They’re dead wrong.
Clinton Hill residents opposed to naming the basketball courts in a neighborhood park after native hip-hop legend Biggie Smalls should bury their issues with his controversial lyrics and tough-guy reputation and honor the rapper for his far-reaching influence, the Community Board 2 chairwoman said at a Monday Parks Committee meeting.
“Let’s give it a break folks. I don’t want to say forget about his lyrics, but I don’t look at his lyrics now, I look at his contributions,” said Shirley McRae. “Why don’t we try to focus on the good? The man has been dead for 20 years, when do you say enough is enough?”
Councilman Robert Cornegy (D–Bedford-Stuyvesant) is proposing to name the courts at Crispus Attucks Playground on Fulton Street and Classon Avenue for Christopher Wallace, better known as the Notorious B.I.G., in an homage to the former Clinton Hill resident, who died at 24 after being hit with four bullets in a drive-by shooting.
The Parks Committee voted unanimously to approve the tribute.
The hoops have hosted an annual basketball tournament each year since Biggie died, and Cornegy wants to cement the rapper’s influence in the neighborhood by branding the blacktop with his name.
But some locals argued that the artist who rapped about womanizing and guns doesn’t deserve the tribute, and suggested the courts be named after an iconic female politician from Brooklyn instead.

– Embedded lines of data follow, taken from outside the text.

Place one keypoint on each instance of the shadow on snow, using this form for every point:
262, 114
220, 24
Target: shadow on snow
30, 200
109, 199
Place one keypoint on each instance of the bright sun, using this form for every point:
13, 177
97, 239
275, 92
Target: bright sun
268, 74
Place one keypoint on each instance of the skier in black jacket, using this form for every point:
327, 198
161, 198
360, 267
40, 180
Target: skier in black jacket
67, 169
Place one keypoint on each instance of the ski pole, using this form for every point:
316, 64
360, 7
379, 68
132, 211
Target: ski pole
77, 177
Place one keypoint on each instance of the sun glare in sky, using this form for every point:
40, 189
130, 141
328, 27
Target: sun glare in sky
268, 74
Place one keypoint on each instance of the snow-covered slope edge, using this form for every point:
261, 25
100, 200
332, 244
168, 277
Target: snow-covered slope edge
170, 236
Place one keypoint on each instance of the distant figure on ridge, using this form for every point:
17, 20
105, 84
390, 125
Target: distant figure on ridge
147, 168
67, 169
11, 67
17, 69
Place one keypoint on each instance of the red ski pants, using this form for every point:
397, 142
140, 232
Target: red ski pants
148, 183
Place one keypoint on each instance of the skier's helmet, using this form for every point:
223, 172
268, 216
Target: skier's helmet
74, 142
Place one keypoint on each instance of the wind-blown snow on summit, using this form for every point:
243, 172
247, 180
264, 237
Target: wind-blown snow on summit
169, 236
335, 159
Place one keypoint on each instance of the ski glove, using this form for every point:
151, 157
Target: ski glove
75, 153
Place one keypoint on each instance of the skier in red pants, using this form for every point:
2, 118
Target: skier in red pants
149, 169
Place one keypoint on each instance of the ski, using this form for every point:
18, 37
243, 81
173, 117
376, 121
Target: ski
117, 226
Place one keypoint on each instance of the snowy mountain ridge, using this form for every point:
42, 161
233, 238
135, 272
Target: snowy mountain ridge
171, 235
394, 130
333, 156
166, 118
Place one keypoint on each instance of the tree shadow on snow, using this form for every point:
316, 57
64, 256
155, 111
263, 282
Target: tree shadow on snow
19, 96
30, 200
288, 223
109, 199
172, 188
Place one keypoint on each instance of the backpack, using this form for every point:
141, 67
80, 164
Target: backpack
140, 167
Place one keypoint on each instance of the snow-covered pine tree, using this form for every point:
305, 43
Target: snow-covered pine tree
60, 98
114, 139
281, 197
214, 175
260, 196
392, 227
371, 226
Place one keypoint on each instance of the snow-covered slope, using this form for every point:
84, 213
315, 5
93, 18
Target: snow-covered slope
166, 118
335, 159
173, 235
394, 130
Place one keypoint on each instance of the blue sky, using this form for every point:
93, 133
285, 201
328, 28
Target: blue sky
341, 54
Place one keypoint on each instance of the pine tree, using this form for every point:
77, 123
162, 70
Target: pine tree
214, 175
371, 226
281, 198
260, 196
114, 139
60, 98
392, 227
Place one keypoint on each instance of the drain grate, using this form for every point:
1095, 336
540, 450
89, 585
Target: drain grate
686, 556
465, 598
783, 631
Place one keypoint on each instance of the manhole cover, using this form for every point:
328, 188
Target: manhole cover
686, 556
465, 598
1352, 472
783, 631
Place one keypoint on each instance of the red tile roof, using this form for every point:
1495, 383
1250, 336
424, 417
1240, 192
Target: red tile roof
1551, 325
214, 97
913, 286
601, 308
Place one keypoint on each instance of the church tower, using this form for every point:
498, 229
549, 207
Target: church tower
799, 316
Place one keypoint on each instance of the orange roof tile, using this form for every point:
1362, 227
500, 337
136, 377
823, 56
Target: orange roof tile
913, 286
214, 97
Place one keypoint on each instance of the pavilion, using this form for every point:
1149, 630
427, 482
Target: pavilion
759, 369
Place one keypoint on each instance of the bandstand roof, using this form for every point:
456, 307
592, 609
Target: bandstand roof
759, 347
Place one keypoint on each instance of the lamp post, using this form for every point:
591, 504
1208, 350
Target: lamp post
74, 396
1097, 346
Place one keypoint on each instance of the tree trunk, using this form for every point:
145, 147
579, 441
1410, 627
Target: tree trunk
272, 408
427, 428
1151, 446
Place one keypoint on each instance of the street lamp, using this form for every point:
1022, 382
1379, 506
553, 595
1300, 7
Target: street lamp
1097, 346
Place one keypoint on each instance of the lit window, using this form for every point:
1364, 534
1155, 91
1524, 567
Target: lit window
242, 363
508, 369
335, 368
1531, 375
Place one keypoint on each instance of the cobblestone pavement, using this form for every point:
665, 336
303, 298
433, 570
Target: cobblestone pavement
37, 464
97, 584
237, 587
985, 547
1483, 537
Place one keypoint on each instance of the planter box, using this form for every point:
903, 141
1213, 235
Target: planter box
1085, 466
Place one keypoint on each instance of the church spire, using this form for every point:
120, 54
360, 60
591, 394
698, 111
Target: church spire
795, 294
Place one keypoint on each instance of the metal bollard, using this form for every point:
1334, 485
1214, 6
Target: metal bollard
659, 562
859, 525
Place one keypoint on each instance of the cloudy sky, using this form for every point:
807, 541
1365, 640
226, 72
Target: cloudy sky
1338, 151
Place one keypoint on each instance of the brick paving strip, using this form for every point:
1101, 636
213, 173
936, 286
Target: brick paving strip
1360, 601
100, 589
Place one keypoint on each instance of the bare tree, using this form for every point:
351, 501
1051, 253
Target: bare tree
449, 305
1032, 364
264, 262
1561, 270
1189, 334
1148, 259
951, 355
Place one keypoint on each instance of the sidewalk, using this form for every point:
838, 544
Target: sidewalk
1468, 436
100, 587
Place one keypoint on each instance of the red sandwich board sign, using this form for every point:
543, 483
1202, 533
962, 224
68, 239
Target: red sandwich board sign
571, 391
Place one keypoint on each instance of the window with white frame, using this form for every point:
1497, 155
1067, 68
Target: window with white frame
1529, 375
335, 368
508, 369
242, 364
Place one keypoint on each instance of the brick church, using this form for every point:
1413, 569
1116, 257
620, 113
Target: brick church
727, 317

“By naming a park after him you are endorsing that he stood for drugs and carrying illegal guns,” said Fort Greene resident Lucy Koteen, who brandished copies of Wallace’s lyrics at the meeting. “His favorite thing was to put down somebody else. Couldn’t we name it Shirley Chisholm Park or something?”
Cornegy acknowledged Wallace’s lyrics are misogynistic, but pointed out that he has helped tons of kids posthumously through the Christopher Wallace Memorial Foundation, an academic organization founded by his mother with the slogan “B.I.G.: Books Instead of Guns.”
Another resident said he and his friends hailed Wallace for his musical genius, and that people should not be so quick to dismiss lyrical content in hip-hop that also exists in other genres.
“We didn’t think about the drugs, we thought about the art form,” said Jason Salmon, who works for state Sen. Velmanette Montgomery (D–Clinton Hill). “I know that art form advanced a lot of people’s lives — if this was the Rolling Stones, the Beatles, or any other genre of music would we be examining it like this?”
This isn’t the first time Cornegy — who said he promised Wallace’s mother that he would do everything he could to honor the rapper — has tried to name something after him. The pol tried to get a portion of St. James Place co-named after Wallace in 2013, but dropped the cause after community outrage over it caused further pain to Biggie’s mother, Cornegy said.
The proposed naming next faces Community Board 2’s Executive Committee, which will vote on it at its June 26 meeting.
The basketball courts will get a plaque with Wallace’s name and a paragraph detailing his contributions to the community if the tribute is ultimately approved by the city.